"Faire l’expérience du silence"

  • A
  • A
"Faire l’expérience du silence"
@ MAXPPP
Partagez sur :

Témoignage - Sylvain Tesson, 38 ans, revient d’un séjour de six mois au fin fond de la Sibérie.

De la vodka, des pâtes et du Tabasco. Pendant six mois, Sylvain Tesson est parti dans l’un des endroits les plus reculés au monde. Emportant avec lui des caisses de vivres et des livres, il s’est installé dans une cabane, au fin fond de la taïga sibérienne, sur les bords du lac Baïkal.

Comme une envie de partir à la campagne

L’écrivain aventurier était en quête de solitude. "Avant 40 ans, je voulais faire l’expérience de silence, d’espace et de solitude, qui sont les produits de luxe de demain", raconte-t-il sur Europe 1. "C’est un peu une déclinaison radicale de l’envie de partir à la campagne", plaisante-t-il.

Sylvain Tesson, fils de Philippe Tesson, est rentré il y a un mois et demi. Il se réhabitue doucement à la vie moderne. "On a beaucoup de mal à partir de la cabane quand on a passé six mois là-bas. Et comme j’y étais allé pour essayer d’oublier le rythme effréné de la vie ici, c’est difficile d’y replonger", confie l’aventurier.

"J’ai laissé une partie de mon cœur en Sibérie" :

Pendant ce long séjour, l’écrivain s’est littéralement coupé de la civilisation. "J’avais juste de quoi envoyer des mails pour dire que j’allais bien, mais je n’avais aucun moyen d’en recevoir", explique-t-il. "Le seul moment où j’ai eu des nouvelles, c’est quand un Anglais, qui passait en bateau, m’a envoyé un Herald tribune. J’ai ouvert le journal, mais j’ai lu de telles horreurs que je me suis dis "je vais rester encore quelques mois"".

"On finit sur un lit de mégots"

Pour ne pas se perdre dans cet espace hors du temps, Sylvain Tesson s’est imposé une discipline au cours de ces six mois d’isolement. "Il faut se lever le matin et couper sa journée en différentes tranches, sinon on finit sur un lit de mégots, de boîtes de conserves de hareng et de bouteilles de vodka", ironise-t-il.
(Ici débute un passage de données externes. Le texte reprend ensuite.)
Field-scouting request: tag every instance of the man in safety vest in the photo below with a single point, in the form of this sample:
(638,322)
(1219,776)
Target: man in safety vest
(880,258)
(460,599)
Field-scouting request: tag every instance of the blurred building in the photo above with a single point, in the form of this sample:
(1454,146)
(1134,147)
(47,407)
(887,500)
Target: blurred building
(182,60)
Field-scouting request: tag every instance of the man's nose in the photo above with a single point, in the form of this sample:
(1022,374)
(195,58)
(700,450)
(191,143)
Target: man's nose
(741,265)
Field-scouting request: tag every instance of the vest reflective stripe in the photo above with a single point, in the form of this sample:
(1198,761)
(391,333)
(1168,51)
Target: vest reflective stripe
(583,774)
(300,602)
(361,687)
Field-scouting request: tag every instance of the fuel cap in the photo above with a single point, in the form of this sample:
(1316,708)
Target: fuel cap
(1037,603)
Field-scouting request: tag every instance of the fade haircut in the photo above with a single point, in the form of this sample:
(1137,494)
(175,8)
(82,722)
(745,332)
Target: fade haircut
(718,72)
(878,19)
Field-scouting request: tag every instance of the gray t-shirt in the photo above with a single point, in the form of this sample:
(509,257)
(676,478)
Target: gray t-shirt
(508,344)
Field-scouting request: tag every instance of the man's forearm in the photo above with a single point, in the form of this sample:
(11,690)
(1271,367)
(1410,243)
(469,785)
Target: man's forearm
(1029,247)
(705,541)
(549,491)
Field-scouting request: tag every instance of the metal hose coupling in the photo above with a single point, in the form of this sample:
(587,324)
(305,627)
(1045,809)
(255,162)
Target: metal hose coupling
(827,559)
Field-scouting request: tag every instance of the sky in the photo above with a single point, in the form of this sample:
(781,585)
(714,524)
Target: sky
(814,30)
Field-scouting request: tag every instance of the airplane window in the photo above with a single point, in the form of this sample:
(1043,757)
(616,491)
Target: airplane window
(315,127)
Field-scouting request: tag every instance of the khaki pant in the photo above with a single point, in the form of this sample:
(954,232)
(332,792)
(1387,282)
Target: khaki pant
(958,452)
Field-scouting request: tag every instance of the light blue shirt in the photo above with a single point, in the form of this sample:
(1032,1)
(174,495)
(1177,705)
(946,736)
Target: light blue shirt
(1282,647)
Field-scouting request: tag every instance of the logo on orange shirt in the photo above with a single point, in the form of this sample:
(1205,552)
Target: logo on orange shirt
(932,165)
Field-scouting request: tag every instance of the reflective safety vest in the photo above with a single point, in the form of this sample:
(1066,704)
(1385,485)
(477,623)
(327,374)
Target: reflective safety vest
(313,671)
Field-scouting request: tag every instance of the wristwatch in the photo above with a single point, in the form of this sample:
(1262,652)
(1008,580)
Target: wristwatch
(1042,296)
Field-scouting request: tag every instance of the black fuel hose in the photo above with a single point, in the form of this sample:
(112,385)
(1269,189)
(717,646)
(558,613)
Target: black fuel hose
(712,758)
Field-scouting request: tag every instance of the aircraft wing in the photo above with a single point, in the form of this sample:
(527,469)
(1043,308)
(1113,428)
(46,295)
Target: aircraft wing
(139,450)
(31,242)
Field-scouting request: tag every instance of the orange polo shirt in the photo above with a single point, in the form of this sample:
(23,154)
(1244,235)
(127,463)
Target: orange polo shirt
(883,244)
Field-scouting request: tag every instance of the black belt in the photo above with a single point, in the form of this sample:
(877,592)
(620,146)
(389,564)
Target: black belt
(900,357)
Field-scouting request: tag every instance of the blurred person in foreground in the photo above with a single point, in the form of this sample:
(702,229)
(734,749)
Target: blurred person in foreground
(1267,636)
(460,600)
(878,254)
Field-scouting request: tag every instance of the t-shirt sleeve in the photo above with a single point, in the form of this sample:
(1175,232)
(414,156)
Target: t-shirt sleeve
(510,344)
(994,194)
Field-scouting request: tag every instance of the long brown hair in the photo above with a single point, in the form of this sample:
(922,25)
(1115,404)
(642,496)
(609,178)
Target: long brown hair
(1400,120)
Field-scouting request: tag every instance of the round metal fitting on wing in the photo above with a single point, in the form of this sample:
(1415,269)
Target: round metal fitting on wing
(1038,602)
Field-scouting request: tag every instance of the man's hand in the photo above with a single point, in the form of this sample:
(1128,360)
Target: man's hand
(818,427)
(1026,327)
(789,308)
L’aventurier a occupé ces longs mois par la lecture et la réflexion. "La solitude a été fertile pour moi. C’est le meilleur compagnon de celui qui veut écrire" confie-t-il, avouant, tout de même, quelques moments d’angoisse. "A un moment, il a neigé pendant 10 jours sans interruption. Et là, vous êtes dans votre cabane avec vos livres et vous êtes plongé dans une impression de néant", se souvient Sylvain Tesson. Au terme de son voyage, l’écrivain semble avoir atteint son but. "J’ai demandé à l’immobilité ce que le voyage ne m’apporte plus, c’est-à-dire la paix intérieure".